Reflexo na sociedade brasileira

A homofobia no futebol é estrutural porque está inserida na sociedade brasileira. É isso que o jornalista João Abel traz em seu livro “Bicha! A Homofobia Estrutural no Futebol”. O esporte mais popular do mundo foi inserido no Brasil em 1894 e desde então, o país passou a ser o “do futebol”. 

Bandeirinha com as cores da bandeira LGBTQIAP+ em São Januário
Bandeirinha em comemoração ao mês do orgulho LGBT [ Imagem: Reprodução/Twitter @FluminenseFC]
Com uma base extremamente masculina que está relacionada à proibição da prática do esporte por mulheres por quatro décadas a partir de 1941. O futebol foi moldado nos parâmetros sociais vigentes na época e, até hoje, está longe de ser o mais democrático dos esportes. 

A homossexualidade se insere no ponto em que o futebol deixa de ser para todos. A marginalização de atletas LGBTQIAP+ é reflexo da sociedade brasileira pautada em concepções ditas tradicionais, por ser um país majoritariamente cristão, masculino e pela anterior estipulação da OMS, que considerava a orientação sexual não heteronormativa uma enfermidade

A perpetuação da figura do “boleiro” estereótipo, hétero, pai de família e portador de uma masculinidade forte, também é barreira para esses atletas ocuparem espaços em campo. “Tudo isso acabou sendo colocado numa caixa que a gente chama de cultura do futebol”, diz João Abel.

Isso que é chamado de cultura do futebol, desenvolveu-se no decorrer da construção da sociedade brasileira nos parâmetros tradicionais. Inserido nesse contexto, o futebol não foi isento de toda carga sociocultural existente no país, que conta com estereótipos, machismo e normalização da LGBTfobia. 

Com esses impeditivos, a falta de atletas gays, trans e outros provém de diversas camadas de homofobia e machismo velado, incorporadas na construção da sociedade de um dos países que mais mata LGBTs no mundo. E, devido ao afastamento deles, o futebol perde em talento, qualidade e em cifras. 

“Para ser um time do povo, precisa ser de todos”, diz a Fiel LGBT em um posicionamento no Instagram. Esse é o patamar que deve ser atingido pelo futebol em sua potência política e democrática, já que o esporte alcança um grande número de espectadores em função de sua popularidade. 

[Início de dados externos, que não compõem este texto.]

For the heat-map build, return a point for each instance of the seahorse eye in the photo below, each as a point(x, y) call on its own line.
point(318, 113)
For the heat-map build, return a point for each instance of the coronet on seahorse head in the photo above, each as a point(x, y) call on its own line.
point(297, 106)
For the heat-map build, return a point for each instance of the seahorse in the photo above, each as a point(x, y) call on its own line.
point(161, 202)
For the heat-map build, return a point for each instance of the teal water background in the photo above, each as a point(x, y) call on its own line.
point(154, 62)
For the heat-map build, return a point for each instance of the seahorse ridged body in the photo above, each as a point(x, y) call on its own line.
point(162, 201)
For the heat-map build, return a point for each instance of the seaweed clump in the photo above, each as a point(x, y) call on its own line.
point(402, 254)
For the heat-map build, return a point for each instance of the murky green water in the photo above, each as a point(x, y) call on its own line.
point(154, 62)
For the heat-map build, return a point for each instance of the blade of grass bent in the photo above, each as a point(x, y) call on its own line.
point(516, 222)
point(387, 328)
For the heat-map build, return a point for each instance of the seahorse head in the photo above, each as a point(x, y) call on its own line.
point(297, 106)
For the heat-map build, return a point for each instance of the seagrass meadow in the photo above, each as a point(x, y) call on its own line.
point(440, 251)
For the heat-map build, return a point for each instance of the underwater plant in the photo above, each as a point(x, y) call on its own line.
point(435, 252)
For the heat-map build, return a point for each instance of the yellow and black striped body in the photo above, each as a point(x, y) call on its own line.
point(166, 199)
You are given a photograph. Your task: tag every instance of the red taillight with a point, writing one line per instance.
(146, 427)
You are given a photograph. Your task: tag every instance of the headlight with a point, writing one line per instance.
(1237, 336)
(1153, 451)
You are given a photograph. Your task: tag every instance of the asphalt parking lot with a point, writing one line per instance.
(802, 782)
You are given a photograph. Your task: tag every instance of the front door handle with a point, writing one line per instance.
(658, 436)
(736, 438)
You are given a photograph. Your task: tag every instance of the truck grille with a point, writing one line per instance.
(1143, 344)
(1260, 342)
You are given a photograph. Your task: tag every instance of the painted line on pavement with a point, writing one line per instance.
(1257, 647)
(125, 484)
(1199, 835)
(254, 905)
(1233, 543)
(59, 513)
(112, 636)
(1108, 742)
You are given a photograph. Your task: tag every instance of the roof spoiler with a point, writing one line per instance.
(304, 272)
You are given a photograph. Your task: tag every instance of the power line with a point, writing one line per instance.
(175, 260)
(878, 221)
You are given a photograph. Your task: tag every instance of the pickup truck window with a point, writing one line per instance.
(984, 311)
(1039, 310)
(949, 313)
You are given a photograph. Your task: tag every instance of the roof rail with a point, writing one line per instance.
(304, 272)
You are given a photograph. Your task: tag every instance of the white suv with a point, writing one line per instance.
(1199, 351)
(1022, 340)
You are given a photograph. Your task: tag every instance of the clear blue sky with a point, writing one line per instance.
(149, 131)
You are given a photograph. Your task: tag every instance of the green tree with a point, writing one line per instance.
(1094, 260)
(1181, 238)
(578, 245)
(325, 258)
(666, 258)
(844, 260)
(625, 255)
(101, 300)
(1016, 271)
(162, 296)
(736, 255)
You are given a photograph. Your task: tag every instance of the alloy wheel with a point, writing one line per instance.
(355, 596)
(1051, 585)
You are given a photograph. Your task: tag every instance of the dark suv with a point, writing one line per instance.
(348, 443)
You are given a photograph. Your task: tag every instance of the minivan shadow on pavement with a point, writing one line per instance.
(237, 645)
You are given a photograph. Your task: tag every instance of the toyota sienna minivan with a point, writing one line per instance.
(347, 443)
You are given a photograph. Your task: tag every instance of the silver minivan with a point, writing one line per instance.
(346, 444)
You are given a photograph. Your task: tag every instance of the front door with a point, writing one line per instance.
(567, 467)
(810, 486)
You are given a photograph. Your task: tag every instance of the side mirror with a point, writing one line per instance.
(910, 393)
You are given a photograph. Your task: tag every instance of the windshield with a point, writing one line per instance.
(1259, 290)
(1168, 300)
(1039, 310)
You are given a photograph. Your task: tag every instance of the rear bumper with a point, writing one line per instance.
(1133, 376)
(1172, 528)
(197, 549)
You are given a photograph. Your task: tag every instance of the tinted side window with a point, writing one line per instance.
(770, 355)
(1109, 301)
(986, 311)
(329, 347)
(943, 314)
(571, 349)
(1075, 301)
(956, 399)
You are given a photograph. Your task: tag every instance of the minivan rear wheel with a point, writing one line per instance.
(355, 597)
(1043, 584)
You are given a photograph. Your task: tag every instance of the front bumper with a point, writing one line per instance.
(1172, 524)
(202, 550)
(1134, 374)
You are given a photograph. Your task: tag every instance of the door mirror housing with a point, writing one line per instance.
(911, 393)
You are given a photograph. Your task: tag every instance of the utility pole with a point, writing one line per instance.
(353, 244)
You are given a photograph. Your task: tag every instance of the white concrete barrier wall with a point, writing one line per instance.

Um dos meios para tornar o futebol mais democrático é a ocupação popular e melhorias na administração no interior dos clubes. Uma torcida abarca qualquer pessoa, de qualquer classe, gênero, etnia ou orientação sexual, assim, se ela tiver poder dentro da equipe, consequentemente ele terá maior representatividade. Uma boa governança, ao lado de coletivos e torcidas engajadas, podem encaminhar o futebol brasileiro para a superação de preconceitos históricos e sistêmicos do país.

 

Jogadores LGBT’S 

 O futebol nunca será só futebol. Assim como na sociedade, a cultura do futebol é regida pelos mesmos padrões. Embora os detentores de poder e influência manifestem um desejo de desvinculação do esporte com a sociedade, cultura ou política, não é possível que se faça essa distinção.

Em seus princípios, esse esporte era praticado apenas por homens, brancos e de classes econômicas mais elevadas. Sobretudo no Brasil, essas características sempre fizeram-se marcantes em suas origens. A população mais pobre, mulheres e negros conquistaram seus direitos no esporte muito tempo depois, após inúmeras lutas. 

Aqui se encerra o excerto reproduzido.